Hall and Jaquish were workers at the Hanford site when they began brewing in 1997. After seeing the demand for their beers, they opened the downtown pub in 2004.
Ice Harbor at the Marina followed in 2007 on Clover Island. They bill the Marina location as an upscale dining experience with a fuller menu, full-service bar and the same popular brews. The move of their downtown location won’t impact operations at the Marina.
Room to grow
Jaquish said the Benton Street location has served them well for more than 15 years, but they had long outgrown the space.
Hall and Jaquish do not own the Benton Street building, and will be ending their lease there once the move is complete.
At about 14,000 square feet, the processing plant is double the size of their Benton Street brewery.
They’ll be taking over what was once a cafeteria area for workers, and the large cold storage warehouse.
Because it was once a dining and rest area, the front of the house is ideal for renovating into a bar and restaurant. It already has a dedicated kitchen and cold storage, in addition to plenty of storage space and room for dining.
They just need to bring it up to date, and put their own touches on the space.
He said the kitchen is almost three times larger than their current facility, and the cold storage will provide them double the room to brew.
They’re also gaining enough room to comfortably accommodate 120 customers inside, double the occupancy of their current space. They also have big plans for the spacious outdoor area.
“We want to make it so people can come in (and hang out), it seems like our trademark is people can stay as long as they want,” Jaquish said. “It’s very much a social environment. We have people who come in and spend a lot of time with friends and enjoy catching up on things and meeting new people.”
Hall said the menu will initially be largely the same, but with room for additions. They plan to bring on three to four more servers and extra kitchen staff to manage the larger area.
They’re also excited for the new outdoor area, which will offer significantly more space for customers to enjoy during nice weather.

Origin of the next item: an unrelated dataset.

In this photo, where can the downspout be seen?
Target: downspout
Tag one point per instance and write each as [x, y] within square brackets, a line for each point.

“We’ll have room for a lot more people outside. We’ll open in May so the weather will be good,” he said. “We just hope more people will come in and enjoy being part of the old downtown Kennewick.”

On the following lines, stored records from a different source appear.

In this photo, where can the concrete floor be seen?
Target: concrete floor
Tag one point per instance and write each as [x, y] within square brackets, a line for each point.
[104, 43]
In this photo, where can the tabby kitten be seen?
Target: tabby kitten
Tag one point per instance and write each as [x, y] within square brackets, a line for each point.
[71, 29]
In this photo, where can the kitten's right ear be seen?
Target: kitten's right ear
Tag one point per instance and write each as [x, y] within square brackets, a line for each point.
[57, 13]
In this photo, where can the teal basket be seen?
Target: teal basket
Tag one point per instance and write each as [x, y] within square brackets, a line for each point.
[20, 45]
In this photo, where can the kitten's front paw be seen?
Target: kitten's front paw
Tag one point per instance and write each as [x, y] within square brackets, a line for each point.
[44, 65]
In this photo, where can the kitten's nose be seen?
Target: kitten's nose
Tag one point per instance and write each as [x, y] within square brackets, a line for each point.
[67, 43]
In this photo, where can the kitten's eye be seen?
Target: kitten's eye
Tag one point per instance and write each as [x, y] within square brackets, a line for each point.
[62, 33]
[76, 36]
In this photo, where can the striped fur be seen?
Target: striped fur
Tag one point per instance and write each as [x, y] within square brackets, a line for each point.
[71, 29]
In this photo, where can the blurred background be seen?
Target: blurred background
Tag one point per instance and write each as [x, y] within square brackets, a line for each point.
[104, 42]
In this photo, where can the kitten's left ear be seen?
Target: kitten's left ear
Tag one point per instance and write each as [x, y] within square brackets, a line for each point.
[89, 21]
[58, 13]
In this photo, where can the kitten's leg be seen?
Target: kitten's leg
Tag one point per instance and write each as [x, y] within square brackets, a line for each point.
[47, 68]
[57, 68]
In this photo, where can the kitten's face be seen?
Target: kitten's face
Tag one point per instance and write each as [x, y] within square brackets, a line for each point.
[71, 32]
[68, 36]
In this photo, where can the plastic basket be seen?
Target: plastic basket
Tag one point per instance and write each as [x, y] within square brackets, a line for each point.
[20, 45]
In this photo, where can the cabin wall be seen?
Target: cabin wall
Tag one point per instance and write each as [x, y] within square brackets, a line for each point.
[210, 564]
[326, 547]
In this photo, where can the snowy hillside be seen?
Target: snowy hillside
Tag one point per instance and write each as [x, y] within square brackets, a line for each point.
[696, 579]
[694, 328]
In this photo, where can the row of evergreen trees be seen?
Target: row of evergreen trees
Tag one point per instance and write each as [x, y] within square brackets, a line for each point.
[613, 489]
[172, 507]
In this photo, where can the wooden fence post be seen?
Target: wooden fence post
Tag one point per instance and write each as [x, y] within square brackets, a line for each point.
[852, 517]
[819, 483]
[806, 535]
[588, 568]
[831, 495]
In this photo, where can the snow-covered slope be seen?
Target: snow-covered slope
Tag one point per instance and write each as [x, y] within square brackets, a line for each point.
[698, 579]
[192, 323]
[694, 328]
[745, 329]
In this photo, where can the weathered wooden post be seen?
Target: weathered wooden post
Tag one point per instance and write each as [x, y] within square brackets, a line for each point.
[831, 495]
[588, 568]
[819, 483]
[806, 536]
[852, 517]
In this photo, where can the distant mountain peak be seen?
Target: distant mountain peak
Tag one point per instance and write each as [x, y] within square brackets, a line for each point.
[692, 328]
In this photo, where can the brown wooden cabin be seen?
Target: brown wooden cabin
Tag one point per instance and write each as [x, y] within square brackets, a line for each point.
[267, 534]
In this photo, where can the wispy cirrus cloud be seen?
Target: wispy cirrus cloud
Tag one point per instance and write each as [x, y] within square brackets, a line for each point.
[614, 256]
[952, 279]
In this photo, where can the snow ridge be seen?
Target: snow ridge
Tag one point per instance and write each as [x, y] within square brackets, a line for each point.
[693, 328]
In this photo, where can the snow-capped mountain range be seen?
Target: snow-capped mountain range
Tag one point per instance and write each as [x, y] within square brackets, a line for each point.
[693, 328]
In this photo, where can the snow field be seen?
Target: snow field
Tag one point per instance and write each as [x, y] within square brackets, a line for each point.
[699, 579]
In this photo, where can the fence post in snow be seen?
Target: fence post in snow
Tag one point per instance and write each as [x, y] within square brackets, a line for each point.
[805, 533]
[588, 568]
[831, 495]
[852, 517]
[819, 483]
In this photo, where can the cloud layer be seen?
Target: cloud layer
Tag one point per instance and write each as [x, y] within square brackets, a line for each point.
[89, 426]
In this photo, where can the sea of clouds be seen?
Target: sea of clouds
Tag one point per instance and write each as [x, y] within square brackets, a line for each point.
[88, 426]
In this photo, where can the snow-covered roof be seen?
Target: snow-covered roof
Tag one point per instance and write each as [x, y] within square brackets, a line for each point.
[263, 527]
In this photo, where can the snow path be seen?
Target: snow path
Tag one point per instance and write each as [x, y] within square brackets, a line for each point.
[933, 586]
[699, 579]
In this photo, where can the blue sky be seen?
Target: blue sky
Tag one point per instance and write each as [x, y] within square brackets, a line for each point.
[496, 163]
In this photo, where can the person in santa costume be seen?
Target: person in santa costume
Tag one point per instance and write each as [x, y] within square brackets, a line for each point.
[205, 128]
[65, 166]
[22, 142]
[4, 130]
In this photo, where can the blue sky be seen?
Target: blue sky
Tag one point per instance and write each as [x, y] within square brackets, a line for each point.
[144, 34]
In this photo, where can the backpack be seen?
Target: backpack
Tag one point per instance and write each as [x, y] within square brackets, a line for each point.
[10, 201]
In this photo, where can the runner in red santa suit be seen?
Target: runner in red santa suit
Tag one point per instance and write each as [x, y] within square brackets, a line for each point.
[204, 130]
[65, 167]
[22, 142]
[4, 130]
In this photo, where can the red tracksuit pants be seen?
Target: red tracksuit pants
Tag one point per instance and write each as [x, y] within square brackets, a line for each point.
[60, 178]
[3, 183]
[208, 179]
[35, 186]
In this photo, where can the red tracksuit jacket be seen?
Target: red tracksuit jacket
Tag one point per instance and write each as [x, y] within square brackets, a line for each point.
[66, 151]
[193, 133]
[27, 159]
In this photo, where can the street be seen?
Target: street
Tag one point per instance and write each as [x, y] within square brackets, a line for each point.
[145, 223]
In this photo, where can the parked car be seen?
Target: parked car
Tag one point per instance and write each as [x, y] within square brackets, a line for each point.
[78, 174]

They’ll be occupying a large portion of the second floor of the main process building, at 10 E Bruneau Ave. When looking at the plant from Washington Street, it’s the building that currently has the large J. Lieb Foods sign.

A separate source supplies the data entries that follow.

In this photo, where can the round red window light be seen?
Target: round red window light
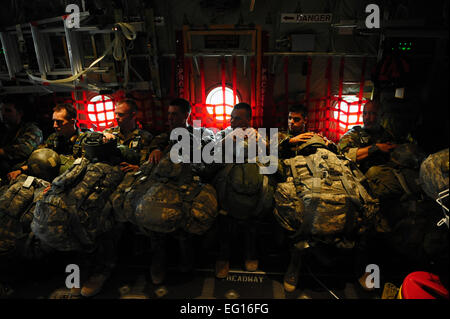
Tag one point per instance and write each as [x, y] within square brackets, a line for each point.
[101, 111]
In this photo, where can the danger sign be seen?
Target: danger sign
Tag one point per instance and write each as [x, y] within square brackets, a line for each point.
[306, 17]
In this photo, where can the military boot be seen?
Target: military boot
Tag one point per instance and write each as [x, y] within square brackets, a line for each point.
[251, 261]
[159, 258]
[93, 285]
[186, 254]
[293, 271]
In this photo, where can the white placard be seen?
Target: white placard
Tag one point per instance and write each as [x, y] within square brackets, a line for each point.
[306, 17]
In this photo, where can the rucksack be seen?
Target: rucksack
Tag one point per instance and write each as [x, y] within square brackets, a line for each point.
[167, 207]
[124, 199]
[323, 196]
[77, 210]
[434, 173]
[16, 209]
[165, 198]
[243, 191]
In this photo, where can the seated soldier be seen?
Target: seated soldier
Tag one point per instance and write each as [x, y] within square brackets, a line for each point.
[240, 119]
[66, 140]
[178, 114]
[288, 143]
[369, 145]
[133, 141]
[18, 138]
[297, 132]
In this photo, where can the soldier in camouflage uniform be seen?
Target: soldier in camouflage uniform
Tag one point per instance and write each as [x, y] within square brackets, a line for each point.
[297, 134]
[66, 140]
[288, 147]
[240, 119]
[18, 139]
[134, 142]
[369, 145]
[178, 114]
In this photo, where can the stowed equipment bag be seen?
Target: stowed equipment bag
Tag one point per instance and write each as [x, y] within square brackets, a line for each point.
[133, 186]
[434, 173]
[323, 196]
[399, 178]
[176, 200]
[16, 209]
[76, 210]
[244, 192]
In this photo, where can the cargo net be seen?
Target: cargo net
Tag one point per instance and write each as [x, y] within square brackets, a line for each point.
[95, 111]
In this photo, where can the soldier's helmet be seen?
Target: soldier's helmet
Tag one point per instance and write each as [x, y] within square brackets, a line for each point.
[407, 155]
[44, 163]
[98, 150]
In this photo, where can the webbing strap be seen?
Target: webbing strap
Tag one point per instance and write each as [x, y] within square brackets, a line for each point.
[264, 193]
[350, 191]
[402, 181]
[317, 180]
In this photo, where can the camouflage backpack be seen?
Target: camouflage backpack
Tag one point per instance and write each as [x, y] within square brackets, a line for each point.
[176, 200]
[434, 173]
[76, 209]
[399, 178]
[124, 199]
[16, 209]
[323, 197]
[243, 192]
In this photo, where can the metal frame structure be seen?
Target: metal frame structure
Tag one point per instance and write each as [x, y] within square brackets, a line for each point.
[14, 48]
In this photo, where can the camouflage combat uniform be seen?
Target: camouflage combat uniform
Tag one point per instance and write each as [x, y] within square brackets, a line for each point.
[137, 141]
[64, 146]
[18, 145]
[162, 141]
[359, 137]
[287, 150]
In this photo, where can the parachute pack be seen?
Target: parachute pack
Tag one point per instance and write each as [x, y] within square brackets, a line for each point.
[16, 207]
[76, 209]
[323, 196]
[165, 198]
[243, 192]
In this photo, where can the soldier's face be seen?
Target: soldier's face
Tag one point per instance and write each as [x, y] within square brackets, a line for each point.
[124, 116]
[10, 115]
[296, 122]
[62, 125]
[239, 119]
[176, 117]
[370, 115]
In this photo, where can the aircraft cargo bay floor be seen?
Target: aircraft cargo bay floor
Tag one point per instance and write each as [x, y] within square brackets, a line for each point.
[135, 283]
[324, 276]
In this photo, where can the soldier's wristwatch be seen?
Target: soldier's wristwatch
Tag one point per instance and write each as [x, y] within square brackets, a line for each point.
[373, 149]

They see the move to the old juice processing plant as the beginning of an opportunity to be part of a major new redevelopment. The plant sits on 7.5 acres, with 210,000 square feet across five buildings. That’s more combined space than an average Walmart Supercenter.
“I think that we’ve developed a community that we enjoy being a part of and enjoy giving back to,” Jaquish said. “We love being part of the continued growth of downtown Kennewick, I think there’s a lot to offer here. We want to be part of (the) development of this whole property, to be an anchor to bring others in to make this place a destination.”
While their new spot is technically on the second floor, the building sits on a slope so the entrance is actually up just a short set of stairs or ramp.
They’ll be joined on that floor by an as-yet-unannounced event venue and commercial kitchen.
The main floor will be the Public Market at Columbia Warehouse.
That market will come in at 60,000 square feet, which is roughly the size of grocery store like the Safeway on Kennewick Avenue, and have room for up to 140 vendors.
The market will be open Friday through Sunday and expects to launch with vendors such as a coffee shop, produce sellers, artists and homes good vendors selling items such as decor, antiques, candles and specialty foods.